I'm using pyplot.histogram to plot a histogram with frequency of occurrences
import numpy as np
import matplotlib.pyplot as plt
from numpy import *
data = loadtxt('data.txt',dtype=int,usecols=(4,)) #loading 5th column of csv file into array named data.
plt.hist(data) #plotting the column as histogram
I'm getting the histogram, but I've noticed that if I "print" hist(data)
hist=np.histogram(data)
print hist(data)
I get this:
(array([ 2323, 16338, 1587, 212, 26, 14, 3, 2, 2, 2]),
array([ 1. , 2.8, 4.6, 6.4, 8.2, 10. , 11.8, 13.6, 15.4,
17.2, 19. ]))
Where the second array represent values and first array represent number of occurrences.

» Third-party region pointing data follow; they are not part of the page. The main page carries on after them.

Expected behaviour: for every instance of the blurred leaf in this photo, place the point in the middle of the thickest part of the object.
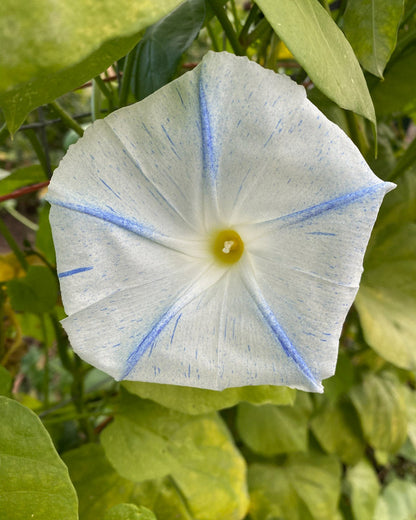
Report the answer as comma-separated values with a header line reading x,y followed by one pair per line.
x,y
195,401
381,407
129,512
386,301
34,482
159,51
364,489
397,92
44,241
22,177
5,381
100,487
337,429
270,429
397,502
37,292
304,487
323,51
371,27
49,48
149,441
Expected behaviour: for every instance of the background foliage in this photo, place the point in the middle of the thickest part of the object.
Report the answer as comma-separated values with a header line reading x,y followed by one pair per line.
x,y
73,443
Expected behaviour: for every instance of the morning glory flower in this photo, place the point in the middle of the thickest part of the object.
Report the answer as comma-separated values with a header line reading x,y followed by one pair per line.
x,y
212,235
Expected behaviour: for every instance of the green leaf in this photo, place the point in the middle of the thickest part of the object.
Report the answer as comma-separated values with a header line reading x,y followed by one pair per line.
x,y
196,401
100,487
69,43
34,482
129,512
149,441
269,429
304,487
5,381
364,489
21,178
159,51
323,51
397,93
397,502
381,406
337,428
386,301
37,292
371,27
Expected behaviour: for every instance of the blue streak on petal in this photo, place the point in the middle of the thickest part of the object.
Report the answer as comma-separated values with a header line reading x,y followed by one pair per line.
x,y
338,202
149,340
208,152
113,218
73,271
110,188
287,345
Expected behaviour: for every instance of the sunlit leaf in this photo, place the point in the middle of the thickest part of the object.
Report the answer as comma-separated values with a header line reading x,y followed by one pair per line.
x,y
371,27
381,406
149,441
196,400
364,489
49,48
323,51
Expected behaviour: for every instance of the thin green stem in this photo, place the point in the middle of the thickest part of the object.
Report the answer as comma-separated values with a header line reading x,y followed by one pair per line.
x,y
39,151
235,16
126,78
212,36
13,245
261,28
227,26
66,118
107,91
46,371
3,132
21,218
254,11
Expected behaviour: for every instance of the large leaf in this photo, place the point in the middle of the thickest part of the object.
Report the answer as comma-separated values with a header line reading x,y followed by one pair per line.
x,y
196,400
100,488
306,486
129,512
364,489
148,441
323,51
34,482
397,92
337,429
397,502
380,402
49,48
386,301
270,429
371,27
159,51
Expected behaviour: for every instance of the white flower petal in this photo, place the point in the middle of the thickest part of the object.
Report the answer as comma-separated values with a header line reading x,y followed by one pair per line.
x,y
221,339
120,330
97,258
274,152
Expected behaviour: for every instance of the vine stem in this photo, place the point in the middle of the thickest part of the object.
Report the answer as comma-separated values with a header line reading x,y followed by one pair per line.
x,y
13,245
66,118
227,26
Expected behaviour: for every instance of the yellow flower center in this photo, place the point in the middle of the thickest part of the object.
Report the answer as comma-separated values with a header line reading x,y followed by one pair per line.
x,y
227,246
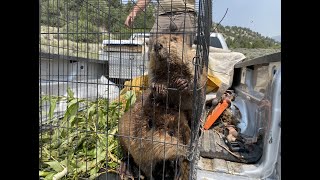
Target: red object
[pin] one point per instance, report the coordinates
(215, 114)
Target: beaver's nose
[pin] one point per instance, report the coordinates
(158, 46)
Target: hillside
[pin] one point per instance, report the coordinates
(241, 37)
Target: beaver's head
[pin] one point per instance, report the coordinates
(166, 46)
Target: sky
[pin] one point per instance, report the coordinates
(262, 16)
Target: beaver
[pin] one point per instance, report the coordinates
(153, 135)
(171, 71)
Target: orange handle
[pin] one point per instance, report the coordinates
(215, 114)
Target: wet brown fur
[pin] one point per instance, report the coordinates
(171, 66)
(157, 124)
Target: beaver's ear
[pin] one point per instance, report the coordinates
(174, 38)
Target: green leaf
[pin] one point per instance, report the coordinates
(55, 166)
(49, 176)
(91, 110)
(53, 104)
(44, 173)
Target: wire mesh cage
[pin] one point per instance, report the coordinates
(121, 102)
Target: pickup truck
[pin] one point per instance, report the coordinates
(257, 88)
(256, 84)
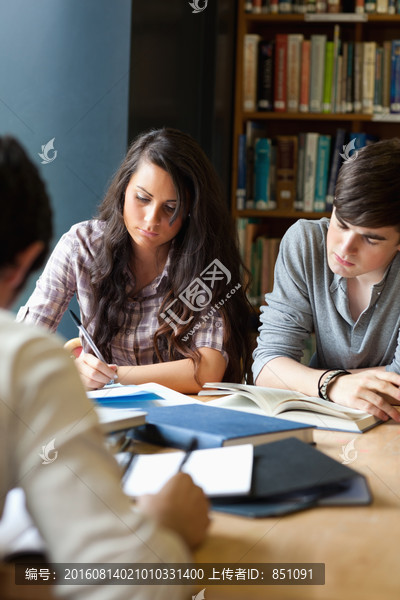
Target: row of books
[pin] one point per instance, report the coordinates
(292, 172)
(259, 253)
(317, 75)
(256, 7)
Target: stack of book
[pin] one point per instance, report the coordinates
(292, 74)
(292, 172)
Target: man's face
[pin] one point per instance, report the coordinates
(357, 251)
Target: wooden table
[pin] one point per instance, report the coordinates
(359, 545)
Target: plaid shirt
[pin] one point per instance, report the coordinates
(67, 273)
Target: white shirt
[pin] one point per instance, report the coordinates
(75, 501)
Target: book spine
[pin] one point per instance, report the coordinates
(317, 72)
(261, 173)
(250, 58)
(328, 77)
(368, 77)
(293, 71)
(241, 173)
(335, 166)
(349, 105)
(343, 79)
(358, 60)
(321, 176)
(336, 69)
(299, 204)
(378, 89)
(305, 77)
(265, 93)
(286, 171)
(280, 79)
(395, 78)
(310, 163)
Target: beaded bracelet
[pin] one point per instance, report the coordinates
(322, 389)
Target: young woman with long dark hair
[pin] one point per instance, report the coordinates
(157, 274)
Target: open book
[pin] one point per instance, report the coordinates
(290, 405)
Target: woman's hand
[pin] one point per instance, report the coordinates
(94, 373)
(373, 391)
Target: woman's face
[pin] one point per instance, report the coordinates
(150, 202)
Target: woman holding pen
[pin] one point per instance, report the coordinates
(157, 274)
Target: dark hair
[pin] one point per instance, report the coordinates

In my data set all values are integers, how that happens that second array have floating numbers and how should I get frequency of integers?
UPDATE:
This solves the problem, thank you Lev for the reply.
plt.hist(data, bins=np.arange(data.min(), data.max()+1))
To avoid creating a new question how I can plot columns "in the middle" for each integer? Say, I want column for integer 3 take space between 2.5 and 3.5 not between 3 and 4.